No one goes to a movie or out to eat as a favor to the manager of the establishment. No one goes to a mechanic or a doctor to do the professional a favor. We all make use of worldly goods and services, and we're even willing to pay for them, or barter for them, or whatever, because we desire to be cared for and served, or perhaps entertained, or to benefit in some way. How much more ought we to hunger for the Word and works of God, which He gives to us generously and without cost by His beloved Son.
As I said last night, it is one of the saddest ironies that man should make God's Sabbath into a burdensome and onerous task. The Lord desires to give His people joyful peace and blessed rest, but sinful man views this gift as a wearisome obligation. How quickly we count and calculate our effort and our sacrifice, while we forget our Lord's benefits.
Perhaps the pastor is personally boring or tedious. Nevertheless, the Word he preaches is the Lord's, and the works he administers are Christ's. These gracious gifts of God are not burdens upon His people, but the very fountain and source of life and salvation. Is this a chore?

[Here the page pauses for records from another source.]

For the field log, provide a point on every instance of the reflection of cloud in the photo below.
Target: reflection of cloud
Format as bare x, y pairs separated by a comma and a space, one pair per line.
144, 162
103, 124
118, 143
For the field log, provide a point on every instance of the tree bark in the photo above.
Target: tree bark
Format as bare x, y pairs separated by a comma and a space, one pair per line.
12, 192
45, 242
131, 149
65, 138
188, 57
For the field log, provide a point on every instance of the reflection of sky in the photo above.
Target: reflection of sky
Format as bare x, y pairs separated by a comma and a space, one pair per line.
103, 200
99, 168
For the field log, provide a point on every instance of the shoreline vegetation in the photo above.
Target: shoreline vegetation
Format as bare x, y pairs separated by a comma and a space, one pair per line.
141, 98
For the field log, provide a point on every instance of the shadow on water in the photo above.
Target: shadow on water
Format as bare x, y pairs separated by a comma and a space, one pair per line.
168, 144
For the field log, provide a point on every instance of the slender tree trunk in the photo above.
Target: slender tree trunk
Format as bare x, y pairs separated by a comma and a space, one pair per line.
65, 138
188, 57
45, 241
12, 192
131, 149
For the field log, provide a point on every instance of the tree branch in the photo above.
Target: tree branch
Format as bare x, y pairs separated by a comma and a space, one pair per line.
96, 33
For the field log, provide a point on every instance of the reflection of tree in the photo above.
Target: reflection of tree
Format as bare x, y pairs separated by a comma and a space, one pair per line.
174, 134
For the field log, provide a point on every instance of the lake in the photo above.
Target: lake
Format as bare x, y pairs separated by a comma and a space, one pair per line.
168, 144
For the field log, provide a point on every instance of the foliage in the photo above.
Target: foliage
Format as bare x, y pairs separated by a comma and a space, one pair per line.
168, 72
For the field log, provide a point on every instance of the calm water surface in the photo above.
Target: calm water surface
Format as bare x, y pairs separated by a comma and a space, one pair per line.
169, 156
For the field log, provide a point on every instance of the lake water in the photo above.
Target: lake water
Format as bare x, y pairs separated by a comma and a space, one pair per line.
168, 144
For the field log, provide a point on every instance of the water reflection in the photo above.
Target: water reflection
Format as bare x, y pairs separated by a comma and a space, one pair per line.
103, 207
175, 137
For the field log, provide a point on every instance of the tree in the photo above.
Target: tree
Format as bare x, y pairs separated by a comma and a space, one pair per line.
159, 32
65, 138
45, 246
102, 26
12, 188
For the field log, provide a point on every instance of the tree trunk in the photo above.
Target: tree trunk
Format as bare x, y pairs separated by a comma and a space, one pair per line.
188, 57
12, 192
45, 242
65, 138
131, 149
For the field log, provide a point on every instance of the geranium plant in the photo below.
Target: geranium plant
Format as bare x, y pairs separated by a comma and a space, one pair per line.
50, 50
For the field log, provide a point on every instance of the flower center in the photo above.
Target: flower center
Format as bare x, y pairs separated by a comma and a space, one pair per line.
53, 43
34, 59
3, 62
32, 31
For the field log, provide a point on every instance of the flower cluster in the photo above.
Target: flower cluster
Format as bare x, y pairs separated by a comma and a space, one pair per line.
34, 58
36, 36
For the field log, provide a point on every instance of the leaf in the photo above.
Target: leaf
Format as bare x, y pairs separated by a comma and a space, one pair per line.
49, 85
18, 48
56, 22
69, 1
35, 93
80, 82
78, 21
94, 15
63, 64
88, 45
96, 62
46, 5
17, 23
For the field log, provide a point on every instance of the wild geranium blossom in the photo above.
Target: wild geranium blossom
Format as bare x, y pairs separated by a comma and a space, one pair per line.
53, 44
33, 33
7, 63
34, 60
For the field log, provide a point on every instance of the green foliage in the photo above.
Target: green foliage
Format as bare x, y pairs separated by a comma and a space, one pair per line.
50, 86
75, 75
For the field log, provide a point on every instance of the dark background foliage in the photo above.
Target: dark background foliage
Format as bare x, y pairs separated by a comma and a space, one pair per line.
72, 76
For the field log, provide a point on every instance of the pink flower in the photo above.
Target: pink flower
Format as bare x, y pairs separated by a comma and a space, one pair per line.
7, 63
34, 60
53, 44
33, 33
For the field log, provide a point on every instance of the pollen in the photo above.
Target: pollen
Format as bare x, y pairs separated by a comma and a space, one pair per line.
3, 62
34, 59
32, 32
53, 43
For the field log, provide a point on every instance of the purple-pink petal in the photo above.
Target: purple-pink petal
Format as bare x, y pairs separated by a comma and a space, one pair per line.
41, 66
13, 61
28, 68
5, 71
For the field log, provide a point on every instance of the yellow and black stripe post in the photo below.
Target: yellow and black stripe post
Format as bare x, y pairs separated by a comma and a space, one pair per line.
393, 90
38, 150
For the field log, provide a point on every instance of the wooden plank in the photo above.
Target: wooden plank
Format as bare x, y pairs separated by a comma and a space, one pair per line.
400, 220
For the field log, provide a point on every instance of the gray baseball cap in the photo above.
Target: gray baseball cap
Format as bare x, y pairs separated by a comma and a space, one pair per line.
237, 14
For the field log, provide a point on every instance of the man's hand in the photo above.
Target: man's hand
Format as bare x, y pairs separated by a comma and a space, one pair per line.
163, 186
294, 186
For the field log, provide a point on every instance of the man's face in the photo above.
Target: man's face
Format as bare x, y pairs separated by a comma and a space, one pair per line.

To be patronized, as though people were doing the pastor a favor by coming to church, is one of the most discouraging responses to the Ministry of the Gospel. Not because it hurts the pastor's feelings (which would be missing the point in exactly the same way!), but because it reduces the Gospel to a legalistic work of man. Far better to be used and taken advantage of, that the goods and services of Christ and His Gospel might be received as the rich and pleasant benefits they are.